He embodied late-Soviet cool before it was overwhelmed by post-Soviet kitsch.
He defined late-Soviet hip before it was overrun by post-Soviet glitz.
He epitomized late-Soviet sincerity before it gave way to post-Soviet cynicism.
And he channeled late-Soviet angst before it morphed into post-Soviet nihilism.
Viktor Tsoi -- who died in an automobile accident 27 years ago this week, at the tragically young age of 28 -- would be in his mid-50s today.
We, of course, never got to see Tsoi in middle age.
Like all iconic figures who die before their time, the trailblazing Soviet rocker remains frozen in our minds: young and wild, iconoclastic and irreverent, clad in black jeans, a T-shirt, and a leather jacket. His wild mane of black hair flopping in the breeze.
A guitar in his hand. A cigarette dangling from his mouth. He always seemed to have a cigarette dangling from his mouth.
Tsoi remains a reminder of a more hopeful time. A time of introspection and anxiety, but also a time of promise.
A time when anything and everything seemed possible.
Tsoi played the last concert of his life on June 24, 1990, at Moscow's Luzhniki Stadium before a capacity crowd of 62,000. He closed the concert with his iconic protest anthem Peremen -- or Change.

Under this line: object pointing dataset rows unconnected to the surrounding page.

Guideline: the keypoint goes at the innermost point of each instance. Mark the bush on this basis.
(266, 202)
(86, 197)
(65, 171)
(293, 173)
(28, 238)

Less than two months later he was dead.
No, we never got to see Tsoi in middle age.
But we have seen the generation he inspired. And for most of them, the hopes, dreams, and ideals of their youth died not long after Tsoi did.
Some of them are among those running Russia today. Some are among those cheering them on. Some are still holding out hope for that promise of change that was never truly fulfilled.
And Tsoi remains frozen in time, a symbol of a post-Soviet Russia that never was.